We were in the supermarket
And I just wanted
To get to the produce section—
There was a great deal on melons—

You asked me for my
Phone number
And I said no,
But then you smiled,
And your eyes crinkled
Like cresent moons
In midnight country sky,
And I missed Vermont—
And, somehow,
Your eyes reminded me of it—

So I wrote down my number
On the back of an old receipt
Knowing that you wouldn’t be Vermont—
That you, a brown haired stranger
In Jordans and a green bomber
Never could be,
No matter how much I wished
On eyes.

You and I were from the city.
We grew up on sourdough bread and blacktop,
Riding BART,
And stuffing socks in our shoes
Because it was trendy.
We lived in houses
Connected to our neighbors’ houses
But we’d never met them—
We only heard them coughing at night
And singing in their showers the next morning.

You and I could never be
The country people I missed
And I knew that,
But I was a romantic
And I couldn’t deny your eyes—
So I gave you my number.
Oh, it was a stretch for sure,
Eyes? Eyes lied, and
Even as I handed you the liquor store
Reciept, my hand winced, and wished—
Not on eyes—
That it was attached to someone more reasonable.
But I looked in your eyes again
To make sure I could still see the moons,
To secure the grazing cows
And the long necked beers we nursed
Indoors on winter nights—
And I did.
You smiled and
I knew I was delusional,
But as I walked away
Towards 79 cents a pound
For honeydew
I hoped that you would call.

The next day you called,
But I didn’t answer.
I realized how silly I had been,
How you can never trust strangers you meet
In the city while buying melon,
How—logically– Vermont is contained within
It’s state boundaries,
And that wishing on eyes, even reincarnations of moons,
Is silly.

Hello

Howdy ya’ll. Because I love Li-young Lee, one of the poets we’re reading for thursday (Persimmons and what not), I wanted to share my favorite of his poems, also one of my favorite poems.

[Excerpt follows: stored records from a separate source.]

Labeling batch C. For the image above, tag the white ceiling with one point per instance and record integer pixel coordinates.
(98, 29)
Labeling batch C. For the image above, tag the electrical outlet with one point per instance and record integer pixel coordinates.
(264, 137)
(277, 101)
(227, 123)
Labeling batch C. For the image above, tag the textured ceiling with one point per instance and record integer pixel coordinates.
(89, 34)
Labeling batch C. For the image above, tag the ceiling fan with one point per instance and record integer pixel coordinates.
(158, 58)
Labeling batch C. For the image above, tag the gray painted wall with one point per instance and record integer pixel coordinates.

“Praise Them,” Li-Young Lee

The birds don’t alter space.
They reveal it. The sky
never fills with any
leftover flying. They leave
nothing to trace. It is our own
astonishment collects
in chill air. Be glad.
They equal their due
moment never begging,
and enter our
wihtout parting day. See
how three birds in a winter tree
make the tree barer.
Two fly away, and new rooms
open in December.
Give up what you guessed
about a whirring heart, the little
beaks and claws, their constant hunger.
We’re the nervous ones.
If even one of our violent number
could be gentle
long enough that one of them
found it safe inside
our finally untroubled and untroubling gaze,
who wouldn’t hear
what singing completes us?

hi people in my group from last week if any of you are reading this. I mentioned a poem called “Miracle Ice Cream” by Adrienne Rich, and in case anyone was curious, here’s a link to it on Poets.org

http://www.poets.org/viewmedia.php/prmMID/15227

GROSS.

Today, Ruby made me or tricked me into drinking kombucha. there are unpronouncable, unreadable ingredients in this “tea” or “colony of bacteria” … a zoogliomat? it has blue green algae, it fizzes, there’s carbon dioxide, and it tastes like … it tastes like the blue green algae things my father used to make me eat when I was a kid. not reccomended.